Глядя в её выпуклые, как у лягушки, глаза, Куколка отметила про себя, что того кокетливого личика, которое она видела раньше, как не бывало. Начальница смены устремилась к лифту, и Куколке пришлось её подождать. Застёжка, как будто только теперь сообразив, что перед ней — руководитель всего замка, выдохнула:
— Как же я перепугалась… Говорят, на рассвете он бродил по замку, совершенно один.
Куколка не проронила ни слова. Однако Застёжка рассказала далеко не всё: на самом деле Чуньюй Баоцэ уже несколько дней подряд поднимался на рассвете и, накинув на себя один только банный халат, бродил по всему замку. Куколка однажды проследила за ним: он несколько раз ездил вверх-вниз на лифте, как будто никак не мог решить, куда ему надо. Затем он пропустил бокальчик в главном зале, просидел с остолбенелым видом час с лишним, а затем поднялся, смахивая больше на неуклюжего, немощного восьмидесятилетнего старика, и поплёлся дальше, шаркая ногами.
Через несколько ночей Куколка поняла, что наступил кризис. Она обнаружила, что пурпурный глиняный сосуд врача китайской медицины перекочевал к Застёжке. Несколько раз она хотела забрать этот сосуд себе, и у неё была для этого веская причина: никому, кроме неё самой, не разрешалось входить в жилые комнаты хозяина. Однако она удержалась. Горький запах изо рта Чуньюй Баоцэ становился всё тяжелее: очевидно, старик пичкал больного мощными успокоительными. Однажды посреди ночи Куколка снова услышала, как кто-то бродит за дверью, несколько раз выглядывала в коридор, но никого не заметила. Тогда она села в лифт и спустилась в главный зал, где сразу же учуяла горький запах, исходивший от хозяина. Она притаилась в уголке. Прошло больше получаса, и появилась ещё одна женщина — Застёжка. Беззвучно наблюдая за начальницей смены, Куколка с удивлением заметила у неё в руках всё тот же пурпурный сосуд. Неожиданно откуда-то вынырнул мужчина, и не успела Застёжка отреагировать, как он схватил её и невнятно пробормотал: «Куколка». Этим мужчиной, сильным, как медведь, и свирепым, как леопард, конечно, был Чуньюй Баоцэ. Куколка испуганно затаила дыхание, по щекам у неё заструились слёзы.
Но это было только начало.
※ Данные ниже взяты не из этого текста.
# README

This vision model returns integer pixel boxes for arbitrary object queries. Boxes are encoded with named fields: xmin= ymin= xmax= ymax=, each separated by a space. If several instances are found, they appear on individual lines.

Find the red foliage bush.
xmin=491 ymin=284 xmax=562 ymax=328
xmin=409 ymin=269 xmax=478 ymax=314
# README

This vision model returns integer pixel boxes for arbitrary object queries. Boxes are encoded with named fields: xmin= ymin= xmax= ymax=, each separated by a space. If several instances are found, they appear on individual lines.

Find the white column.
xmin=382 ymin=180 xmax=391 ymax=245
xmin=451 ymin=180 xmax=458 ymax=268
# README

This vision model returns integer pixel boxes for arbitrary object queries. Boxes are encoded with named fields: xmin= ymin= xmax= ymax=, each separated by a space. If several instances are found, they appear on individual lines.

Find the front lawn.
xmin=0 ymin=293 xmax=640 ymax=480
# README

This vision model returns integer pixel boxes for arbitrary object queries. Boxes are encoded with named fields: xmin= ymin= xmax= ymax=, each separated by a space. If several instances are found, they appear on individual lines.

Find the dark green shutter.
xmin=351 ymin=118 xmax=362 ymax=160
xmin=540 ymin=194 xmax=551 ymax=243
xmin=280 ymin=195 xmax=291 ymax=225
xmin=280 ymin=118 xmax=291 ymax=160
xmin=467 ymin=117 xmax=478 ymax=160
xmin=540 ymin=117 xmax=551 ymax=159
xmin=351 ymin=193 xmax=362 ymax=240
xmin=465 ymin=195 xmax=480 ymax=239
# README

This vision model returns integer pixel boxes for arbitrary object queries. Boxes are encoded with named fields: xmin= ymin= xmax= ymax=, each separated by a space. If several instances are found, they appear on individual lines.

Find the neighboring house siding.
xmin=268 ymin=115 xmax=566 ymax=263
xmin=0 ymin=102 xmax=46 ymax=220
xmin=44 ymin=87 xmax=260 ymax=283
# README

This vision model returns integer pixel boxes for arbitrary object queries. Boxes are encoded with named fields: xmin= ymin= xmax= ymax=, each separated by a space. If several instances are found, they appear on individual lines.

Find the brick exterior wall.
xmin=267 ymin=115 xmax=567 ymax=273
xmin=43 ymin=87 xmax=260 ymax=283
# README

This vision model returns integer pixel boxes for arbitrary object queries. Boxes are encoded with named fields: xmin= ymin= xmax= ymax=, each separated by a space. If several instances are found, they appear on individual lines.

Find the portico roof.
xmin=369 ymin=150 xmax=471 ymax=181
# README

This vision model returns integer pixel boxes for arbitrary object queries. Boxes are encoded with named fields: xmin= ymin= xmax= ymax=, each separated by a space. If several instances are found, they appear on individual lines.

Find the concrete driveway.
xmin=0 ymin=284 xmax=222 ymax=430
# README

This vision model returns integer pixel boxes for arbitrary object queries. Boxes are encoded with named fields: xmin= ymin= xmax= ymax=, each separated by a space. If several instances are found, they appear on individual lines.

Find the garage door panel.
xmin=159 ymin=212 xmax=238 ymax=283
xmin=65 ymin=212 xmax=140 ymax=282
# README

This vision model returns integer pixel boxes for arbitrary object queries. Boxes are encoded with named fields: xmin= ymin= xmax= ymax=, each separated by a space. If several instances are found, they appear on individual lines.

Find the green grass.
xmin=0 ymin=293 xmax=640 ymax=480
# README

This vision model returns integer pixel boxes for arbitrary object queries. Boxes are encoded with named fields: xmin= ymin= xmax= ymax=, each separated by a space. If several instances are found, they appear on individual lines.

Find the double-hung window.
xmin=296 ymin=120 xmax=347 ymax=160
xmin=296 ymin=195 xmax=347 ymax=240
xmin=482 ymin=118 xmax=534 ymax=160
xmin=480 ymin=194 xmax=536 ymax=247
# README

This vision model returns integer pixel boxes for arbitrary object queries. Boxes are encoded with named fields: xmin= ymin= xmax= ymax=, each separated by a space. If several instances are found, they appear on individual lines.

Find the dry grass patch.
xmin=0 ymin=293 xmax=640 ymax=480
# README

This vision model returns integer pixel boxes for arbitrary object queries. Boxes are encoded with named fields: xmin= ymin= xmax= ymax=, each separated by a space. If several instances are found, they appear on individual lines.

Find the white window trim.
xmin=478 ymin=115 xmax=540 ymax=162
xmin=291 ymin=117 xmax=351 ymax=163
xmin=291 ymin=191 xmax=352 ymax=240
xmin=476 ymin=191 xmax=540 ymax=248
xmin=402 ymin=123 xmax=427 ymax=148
Чуньюй Баоцэ стал бледен, руки и ноги у него тряслись, глаза сверкали пронзительным, пугающим блеском. Ночами вместо того, чтобы спать, он пил вино и завывал, днём же по большей части впадал в мертвецкий сон, но время от времени пробуждался, весь растрёпанный блуждал по замку и выкрикивал незнакомые имена. Никто не осмеливался смотреть ему в глаза. Вот тогда Куколка испугалась по-настоящему.